Penambangan tanpa izin secara jelas melanggar sejumlah regulasi hukum di Indonesia:

Undang-Undang No. 3 Tahun 2020 tentang Perubahan atas UU No. 4 Tahun 2009 tentang Pertambangan Mineral dan Batubara (Minerba), Pasal 158 menyatakan:

> "Setiap orang yang melakukan usaha penambangan tanpa izin resmi (IUP, IUPK, IPR, SIPB) dipidana dengan pidana penjara paling lama 5 (lima) tahun dan denda paling banyak Rp100.000.000.000 (seratus miliar rupiah)."


Undang-Undang No. 32 Tahun 2009 tentang Perlindungan dan Pengelolaan Lingkungan Hidup, Pasal 69 Ayat (1) huruf a dan b, menyebutkan larangan melakukan perbuatan yang mengakibatkan pencemaran dan/atau kerusakan lingkungan hidup, termasuk penambangan ilegal yang mencemari air, tanah, dan udara.

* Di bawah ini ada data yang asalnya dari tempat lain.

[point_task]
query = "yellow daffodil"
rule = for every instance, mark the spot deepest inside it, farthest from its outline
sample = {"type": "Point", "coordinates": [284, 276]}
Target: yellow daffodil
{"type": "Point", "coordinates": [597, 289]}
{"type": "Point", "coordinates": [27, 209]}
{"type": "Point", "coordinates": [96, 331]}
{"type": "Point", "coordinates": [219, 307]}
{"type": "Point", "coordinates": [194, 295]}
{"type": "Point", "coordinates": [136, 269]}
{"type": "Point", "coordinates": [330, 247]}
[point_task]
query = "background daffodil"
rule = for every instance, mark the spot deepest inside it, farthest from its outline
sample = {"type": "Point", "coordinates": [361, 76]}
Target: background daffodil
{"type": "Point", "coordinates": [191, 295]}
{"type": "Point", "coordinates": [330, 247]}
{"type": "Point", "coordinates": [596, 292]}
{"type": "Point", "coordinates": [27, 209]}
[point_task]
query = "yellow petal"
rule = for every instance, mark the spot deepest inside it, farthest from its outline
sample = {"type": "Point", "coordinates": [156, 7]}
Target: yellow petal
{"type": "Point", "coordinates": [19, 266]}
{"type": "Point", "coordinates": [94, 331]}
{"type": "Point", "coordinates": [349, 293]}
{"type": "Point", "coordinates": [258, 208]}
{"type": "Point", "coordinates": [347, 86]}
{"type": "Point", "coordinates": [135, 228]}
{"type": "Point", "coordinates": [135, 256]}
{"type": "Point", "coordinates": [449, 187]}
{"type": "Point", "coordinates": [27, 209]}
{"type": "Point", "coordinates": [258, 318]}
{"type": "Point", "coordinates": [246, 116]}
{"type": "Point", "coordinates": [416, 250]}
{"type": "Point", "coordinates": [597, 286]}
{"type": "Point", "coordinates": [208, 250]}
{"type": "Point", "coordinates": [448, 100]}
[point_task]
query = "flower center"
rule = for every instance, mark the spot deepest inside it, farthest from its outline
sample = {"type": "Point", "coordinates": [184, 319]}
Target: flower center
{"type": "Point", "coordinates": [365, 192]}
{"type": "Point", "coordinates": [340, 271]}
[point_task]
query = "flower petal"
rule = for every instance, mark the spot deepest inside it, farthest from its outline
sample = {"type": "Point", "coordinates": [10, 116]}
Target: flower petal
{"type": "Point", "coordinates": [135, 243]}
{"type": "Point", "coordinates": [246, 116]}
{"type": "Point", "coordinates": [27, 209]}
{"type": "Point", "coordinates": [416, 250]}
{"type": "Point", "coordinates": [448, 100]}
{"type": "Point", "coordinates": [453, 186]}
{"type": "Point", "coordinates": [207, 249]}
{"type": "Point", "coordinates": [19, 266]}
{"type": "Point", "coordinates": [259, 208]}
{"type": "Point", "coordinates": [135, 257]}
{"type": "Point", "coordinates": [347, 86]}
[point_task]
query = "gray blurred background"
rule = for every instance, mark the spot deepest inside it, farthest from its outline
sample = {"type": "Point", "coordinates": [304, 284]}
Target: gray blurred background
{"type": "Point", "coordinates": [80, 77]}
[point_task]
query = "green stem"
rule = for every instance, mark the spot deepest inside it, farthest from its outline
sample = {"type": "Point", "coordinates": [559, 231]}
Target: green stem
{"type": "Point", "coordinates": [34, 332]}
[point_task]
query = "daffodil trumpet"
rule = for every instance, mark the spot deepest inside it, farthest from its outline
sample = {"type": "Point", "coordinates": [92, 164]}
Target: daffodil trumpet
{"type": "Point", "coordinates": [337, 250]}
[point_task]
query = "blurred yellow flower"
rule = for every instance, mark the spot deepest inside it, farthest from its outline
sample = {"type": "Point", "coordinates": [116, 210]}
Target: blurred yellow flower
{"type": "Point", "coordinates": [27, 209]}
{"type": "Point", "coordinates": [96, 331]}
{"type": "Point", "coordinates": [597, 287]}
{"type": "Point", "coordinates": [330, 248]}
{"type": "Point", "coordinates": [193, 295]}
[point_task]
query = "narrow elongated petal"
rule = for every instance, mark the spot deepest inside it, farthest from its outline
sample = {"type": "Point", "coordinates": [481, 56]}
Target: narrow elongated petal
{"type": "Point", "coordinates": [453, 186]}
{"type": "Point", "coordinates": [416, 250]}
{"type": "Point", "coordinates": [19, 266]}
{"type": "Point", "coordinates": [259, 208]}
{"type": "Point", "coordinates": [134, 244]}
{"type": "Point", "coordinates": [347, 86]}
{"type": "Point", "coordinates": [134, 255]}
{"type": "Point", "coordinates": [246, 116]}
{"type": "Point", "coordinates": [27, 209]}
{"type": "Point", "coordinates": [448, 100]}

Kitab Undang-Undang Hukum Pidana (KUHP) juga mengatur mengenai perusakan barang milik umum dan alam dalam Pasal 406 dan Pasal 407.

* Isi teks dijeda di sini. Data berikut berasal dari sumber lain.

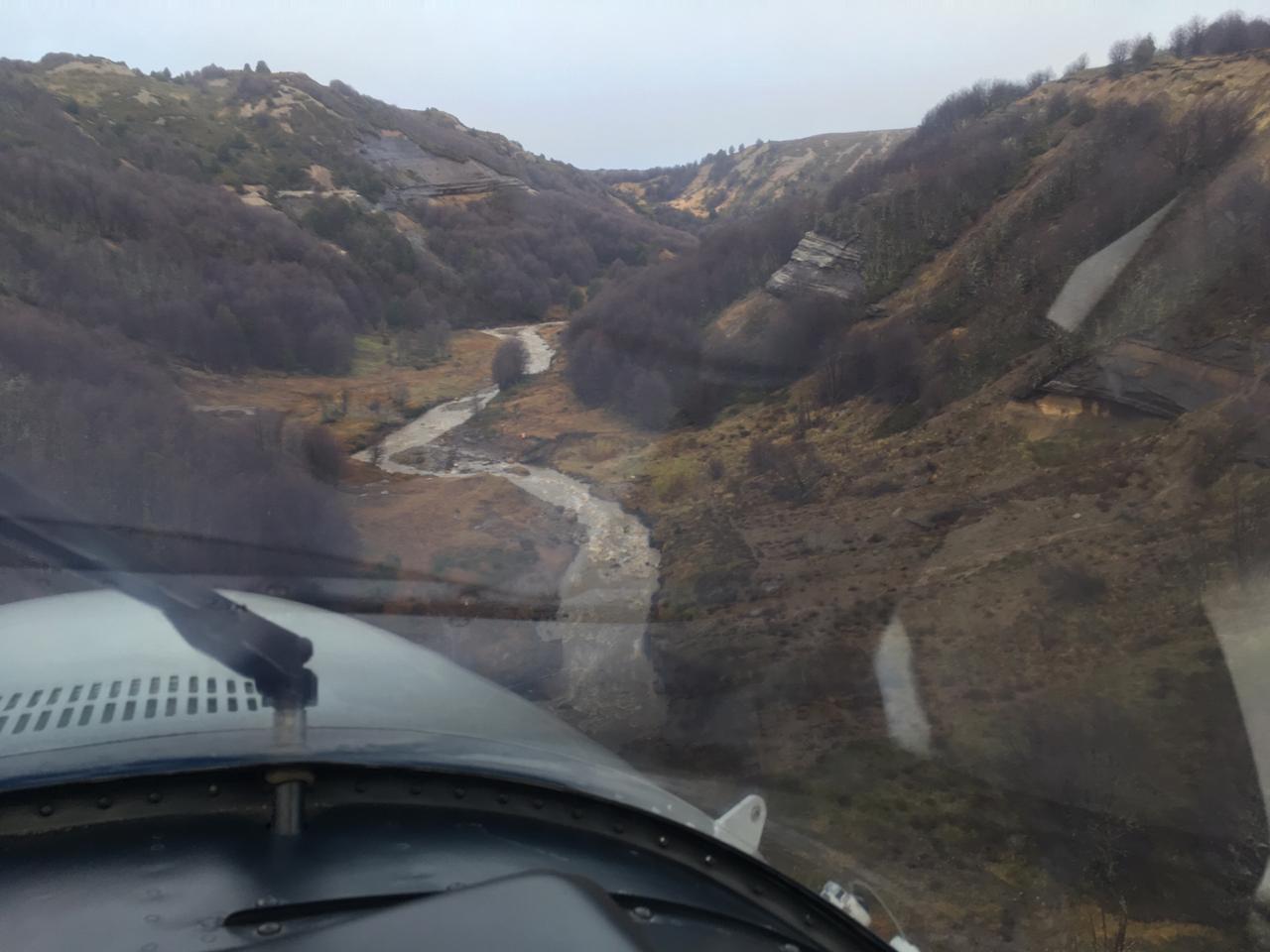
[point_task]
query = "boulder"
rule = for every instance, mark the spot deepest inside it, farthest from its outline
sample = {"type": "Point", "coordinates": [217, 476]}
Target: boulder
{"type": "Point", "coordinates": [820, 266]}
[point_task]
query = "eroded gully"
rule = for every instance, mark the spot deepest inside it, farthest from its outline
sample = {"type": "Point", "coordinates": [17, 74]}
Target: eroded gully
{"type": "Point", "coordinates": [607, 589]}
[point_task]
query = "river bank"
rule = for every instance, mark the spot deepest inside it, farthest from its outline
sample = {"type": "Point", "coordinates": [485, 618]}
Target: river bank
{"type": "Point", "coordinates": [607, 683]}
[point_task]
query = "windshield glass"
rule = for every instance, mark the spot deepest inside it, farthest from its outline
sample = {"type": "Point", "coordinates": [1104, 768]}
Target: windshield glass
{"type": "Point", "coordinates": [905, 466]}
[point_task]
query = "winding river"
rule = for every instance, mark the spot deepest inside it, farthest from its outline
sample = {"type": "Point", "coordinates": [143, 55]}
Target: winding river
{"type": "Point", "coordinates": [607, 589]}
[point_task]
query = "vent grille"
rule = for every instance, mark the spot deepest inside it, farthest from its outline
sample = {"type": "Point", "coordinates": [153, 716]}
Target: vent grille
{"type": "Point", "coordinates": [125, 699]}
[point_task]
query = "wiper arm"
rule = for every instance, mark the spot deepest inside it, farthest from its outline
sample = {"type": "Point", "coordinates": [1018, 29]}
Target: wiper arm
{"type": "Point", "coordinates": [212, 625]}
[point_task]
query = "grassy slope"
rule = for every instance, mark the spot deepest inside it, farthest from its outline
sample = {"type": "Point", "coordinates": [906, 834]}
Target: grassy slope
{"type": "Point", "coordinates": [1048, 562]}
{"type": "Point", "coordinates": [758, 176]}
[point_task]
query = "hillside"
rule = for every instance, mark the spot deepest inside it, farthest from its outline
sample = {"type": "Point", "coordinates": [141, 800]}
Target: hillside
{"type": "Point", "coordinates": [913, 438]}
{"type": "Point", "coordinates": [389, 217]}
{"type": "Point", "coordinates": [951, 443]}
{"type": "Point", "coordinates": [751, 178]}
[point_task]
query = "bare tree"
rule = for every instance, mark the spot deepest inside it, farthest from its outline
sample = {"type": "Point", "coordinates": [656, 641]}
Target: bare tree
{"type": "Point", "coordinates": [1118, 56]}
{"type": "Point", "coordinates": [509, 363]}
{"type": "Point", "coordinates": [1143, 51]}
{"type": "Point", "coordinates": [1079, 64]}
{"type": "Point", "coordinates": [1179, 41]}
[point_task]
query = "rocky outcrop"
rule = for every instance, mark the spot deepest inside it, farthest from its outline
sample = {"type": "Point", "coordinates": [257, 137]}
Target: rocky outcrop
{"type": "Point", "coordinates": [820, 266]}
{"type": "Point", "coordinates": [1144, 377]}
{"type": "Point", "coordinates": [416, 173]}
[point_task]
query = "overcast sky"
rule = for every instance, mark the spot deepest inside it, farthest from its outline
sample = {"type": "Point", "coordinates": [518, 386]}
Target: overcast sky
{"type": "Point", "coordinates": [613, 82]}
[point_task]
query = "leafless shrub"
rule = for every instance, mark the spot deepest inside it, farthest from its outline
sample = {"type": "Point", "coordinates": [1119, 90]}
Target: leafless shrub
{"type": "Point", "coordinates": [322, 454]}
{"type": "Point", "coordinates": [509, 363]}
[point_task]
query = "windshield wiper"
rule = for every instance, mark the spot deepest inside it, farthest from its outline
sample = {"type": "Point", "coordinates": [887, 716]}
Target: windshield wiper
{"type": "Point", "coordinates": [212, 625]}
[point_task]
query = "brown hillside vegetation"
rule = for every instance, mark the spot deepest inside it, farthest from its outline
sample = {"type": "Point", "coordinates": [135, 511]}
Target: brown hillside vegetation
{"type": "Point", "coordinates": [1046, 543]}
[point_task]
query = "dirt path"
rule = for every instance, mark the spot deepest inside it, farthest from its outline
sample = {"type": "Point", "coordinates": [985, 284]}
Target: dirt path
{"type": "Point", "coordinates": [607, 590]}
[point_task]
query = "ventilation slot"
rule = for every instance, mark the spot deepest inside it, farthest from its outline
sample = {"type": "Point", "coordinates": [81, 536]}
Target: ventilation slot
{"type": "Point", "coordinates": [127, 699]}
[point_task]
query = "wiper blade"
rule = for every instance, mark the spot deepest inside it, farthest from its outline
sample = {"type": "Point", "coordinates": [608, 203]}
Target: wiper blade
{"type": "Point", "coordinates": [212, 625]}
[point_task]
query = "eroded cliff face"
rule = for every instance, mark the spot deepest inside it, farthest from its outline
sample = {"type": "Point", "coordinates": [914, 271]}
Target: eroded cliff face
{"type": "Point", "coordinates": [820, 266]}
{"type": "Point", "coordinates": [417, 173]}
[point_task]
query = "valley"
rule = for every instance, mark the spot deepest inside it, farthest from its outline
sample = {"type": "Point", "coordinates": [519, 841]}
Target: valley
{"type": "Point", "coordinates": [901, 476]}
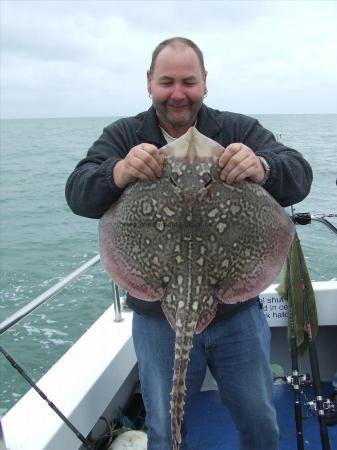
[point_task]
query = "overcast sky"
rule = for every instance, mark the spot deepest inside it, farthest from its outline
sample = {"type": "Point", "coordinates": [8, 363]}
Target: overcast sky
{"type": "Point", "coordinates": [68, 58]}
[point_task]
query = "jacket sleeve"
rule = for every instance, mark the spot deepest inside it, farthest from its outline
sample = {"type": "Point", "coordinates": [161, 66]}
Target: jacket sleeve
{"type": "Point", "coordinates": [90, 189]}
{"type": "Point", "coordinates": [290, 175]}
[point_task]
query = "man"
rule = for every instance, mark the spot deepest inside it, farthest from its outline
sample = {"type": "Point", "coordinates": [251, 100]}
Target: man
{"type": "Point", "coordinates": [235, 345]}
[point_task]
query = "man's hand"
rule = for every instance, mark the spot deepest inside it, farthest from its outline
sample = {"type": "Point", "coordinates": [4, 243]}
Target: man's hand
{"type": "Point", "coordinates": [239, 162]}
{"type": "Point", "coordinates": [143, 162]}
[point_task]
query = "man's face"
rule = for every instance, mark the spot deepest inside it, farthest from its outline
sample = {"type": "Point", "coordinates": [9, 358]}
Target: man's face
{"type": "Point", "coordinates": [177, 85]}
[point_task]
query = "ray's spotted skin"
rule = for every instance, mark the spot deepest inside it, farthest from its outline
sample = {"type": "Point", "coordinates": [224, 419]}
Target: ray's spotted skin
{"type": "Point", "coordinates": [192, 241]}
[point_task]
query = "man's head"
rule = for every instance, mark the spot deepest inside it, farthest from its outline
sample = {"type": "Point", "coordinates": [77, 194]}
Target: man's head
{"type": "Point", "coordinates": [177, 83]}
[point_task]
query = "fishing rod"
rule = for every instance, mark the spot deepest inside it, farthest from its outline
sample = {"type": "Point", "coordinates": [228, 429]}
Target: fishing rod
{"type": "Point", "coordinates": [86, 443]}
{"type": "Point", "coordinates": [318, 405]}
{"type": "Point", "coordinates": [307, 218]}
{"type": "Point", "coordinates": [295, 379]}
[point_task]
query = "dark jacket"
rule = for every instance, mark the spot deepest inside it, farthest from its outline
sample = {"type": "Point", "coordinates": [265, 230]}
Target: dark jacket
{"type": "Point", "coordinates": [90, 189]}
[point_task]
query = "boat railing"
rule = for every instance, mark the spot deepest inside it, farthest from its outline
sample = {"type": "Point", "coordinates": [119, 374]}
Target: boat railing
{"type": "Point", "coordinates": [55, 289]}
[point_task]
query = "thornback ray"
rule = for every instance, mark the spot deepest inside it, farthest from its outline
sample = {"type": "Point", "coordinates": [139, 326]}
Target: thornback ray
{"type": "Point", "coordinates": [193, 241]}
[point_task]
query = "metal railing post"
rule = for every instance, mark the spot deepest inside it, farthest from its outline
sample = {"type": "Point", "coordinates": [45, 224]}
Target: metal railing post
{"type": "Point", "coordinates": [117, 303]}
{"type": "Point", "coordinates": [2, 438]}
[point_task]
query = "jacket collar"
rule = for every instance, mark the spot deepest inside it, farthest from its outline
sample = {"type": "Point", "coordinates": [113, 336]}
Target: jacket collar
{"type": "Point", "coordinates": [149, 130]}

Berdasarkan regulasi tersebut, aparat penegak hukum seharusnya tidak hanya menyita alat berat dan menghentikan aktivitas sementara, tetapi juga menindak para pelaku, termasuk aktor intelektual di balik aktivitas PETI. Sayangnya, dalam kasus Sungai Batang Batahan, belum ada tindakan nyata yang masuk ke proses hukum berkelanjutan. Ini menunjukkan lemahnya _law enforcement_ (penegakan hukum) yang seharusnya menjadi ujung tombak pemberantasan PETI.

---
 *Dimensi Ekonomi: Ketergantungan dan Kerusakan yang Tak Terbayar* 

Banyak masyarakat sekitar sungai yang terlibat dalam PETI bukan karena semata-mata pilihan, tetapi karena keterpaksaan ekonomi. Daerah seperti Koto Balingka dan Ranah Batahan merupakan kawasan yang secara infrastruktur dan peluang kerja masih terbatas.

Di sisi lain, PETI yang dikuasai para bandar besar justru menimbulkan ketidakadilan ekonomi:

Tidak adanya pembayaran pajak atau royalti, menyebabkan daerah tidak mendapatkan revenue sharing dari hasil tambang.

Kerusakan sumber daya akan mengurangi nilai ekonomi jangka panjang dari lahan, air, dan potensi pariwisata alam.

Timbal balik ekonomi kepada warga umumnya berbentuk "uang pelicin" atau sistem bagi hasil tradisional yang timpang, tanpa jaminan kesehatan, keselamatan kerja, dan tanpa pengelolaan dampak lingkungan.

Padahal, berdasarkan Pasal 128 UU Minerba, kegiatan pertambangan yang resmi wajib memberikan kontribusi kepada pembangunan daerah, memperhatikan aspek lingkungan, dan meningkatkan kesejahteraan masyarakat setempat.

Dengan demikian, PETI bukan hanya pelanggaran hukum, melainkan juga "kriminalisasi ekonomi" terhadap daerah itu sendiri.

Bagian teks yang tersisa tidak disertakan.